On a tendance à croire que la violence, c'est du bruit. Mais souvent, elle se cache dans le silence. Dans le doute qu'on sème, dans les carrières qu'on écrase, dans les victimes qu'on fait passer pour des hystériques.
Aujourd'hui, je veux simplement dire ça : je crois les femmes. Je crois celles et ceux qui se relèvent après avoir été broyés. Je crois en la justice, même lente, même imparfaite. Et je crois que notre responsabilité, c'est d'écouter, de soutenir, de ne jamais détourner les yeux.
Il est temps que les méthodes abusives, quelles qu'elles soient, cessent d'être protégées par le silence et la peur.
Et si ma voix peut aider à amplifier celles qui n'en ont pas, alors je la prêterai. Sans bruit, sans nom, mais sans détour.
#Respect #Éthique #Justice #PasDeSilence
Je le lis au père d'Isis, qui valide d'un simple hochement de tête, puis l'envoie à Bastien pour qu'il le publie sur tous mes réseaux.

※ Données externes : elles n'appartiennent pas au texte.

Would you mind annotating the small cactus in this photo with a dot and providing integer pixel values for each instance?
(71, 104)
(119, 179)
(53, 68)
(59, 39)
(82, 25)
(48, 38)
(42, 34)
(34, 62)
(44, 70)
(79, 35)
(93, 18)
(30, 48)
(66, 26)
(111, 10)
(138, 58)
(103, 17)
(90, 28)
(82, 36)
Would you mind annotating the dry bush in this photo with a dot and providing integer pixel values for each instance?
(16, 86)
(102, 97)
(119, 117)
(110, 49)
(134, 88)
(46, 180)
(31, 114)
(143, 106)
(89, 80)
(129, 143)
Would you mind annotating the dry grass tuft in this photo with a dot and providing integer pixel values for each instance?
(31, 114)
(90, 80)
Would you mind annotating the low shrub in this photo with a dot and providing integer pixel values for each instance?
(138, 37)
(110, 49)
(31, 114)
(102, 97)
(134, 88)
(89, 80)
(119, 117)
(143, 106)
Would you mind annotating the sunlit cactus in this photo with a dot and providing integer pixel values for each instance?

Il est temps maintenant de rejoindre Isis et sa mère, pour voir si elle est en capacité d'écouter notre plan ou s'il est encore trop tôt. J'espère la retrouver un peu. La voir si dévastée m'a littéralement arraché les tripes.
Je n'avais pas mesuré l'étendue des dégâts causés par Gabriel. Quand elle s'est effondrée dans mes bras, j'ai compris. Vraiment compris. La force qu'il lui a fallu pour survivre, le courage qu'elle a eu pour avancer malgré tout, sans jamais le faire payer à personne.

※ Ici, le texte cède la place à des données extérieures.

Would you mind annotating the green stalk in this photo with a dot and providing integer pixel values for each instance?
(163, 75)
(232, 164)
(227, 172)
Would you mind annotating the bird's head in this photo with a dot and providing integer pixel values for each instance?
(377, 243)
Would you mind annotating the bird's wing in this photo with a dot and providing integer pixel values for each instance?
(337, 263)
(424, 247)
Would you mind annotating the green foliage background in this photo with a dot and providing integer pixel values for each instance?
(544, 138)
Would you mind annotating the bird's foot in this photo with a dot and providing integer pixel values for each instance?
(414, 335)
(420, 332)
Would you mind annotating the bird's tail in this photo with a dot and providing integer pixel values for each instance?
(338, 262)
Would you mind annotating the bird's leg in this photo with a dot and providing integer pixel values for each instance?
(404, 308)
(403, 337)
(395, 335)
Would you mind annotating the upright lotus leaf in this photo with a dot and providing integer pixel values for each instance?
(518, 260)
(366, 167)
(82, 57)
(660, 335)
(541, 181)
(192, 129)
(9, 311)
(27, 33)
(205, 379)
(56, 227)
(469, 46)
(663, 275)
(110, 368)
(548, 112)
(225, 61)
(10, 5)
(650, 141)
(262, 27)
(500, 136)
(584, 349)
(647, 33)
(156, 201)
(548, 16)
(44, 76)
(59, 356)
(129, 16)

Et cet article... c'était la goutte de trop.
Elle a tout porté seule, comme un poison lent. Comme un cancer. Ça l'a rongée de l'intérieur toutes ces années, jusqu'à ce que quelque chose cède enfin. Et tout a jailli d'un coup.
Je n'ai pas compris tout de suite son état de sidération. Mais maintenant, je saisis. C'est le corps qui dit stop, quand l'esprit ne peut plus.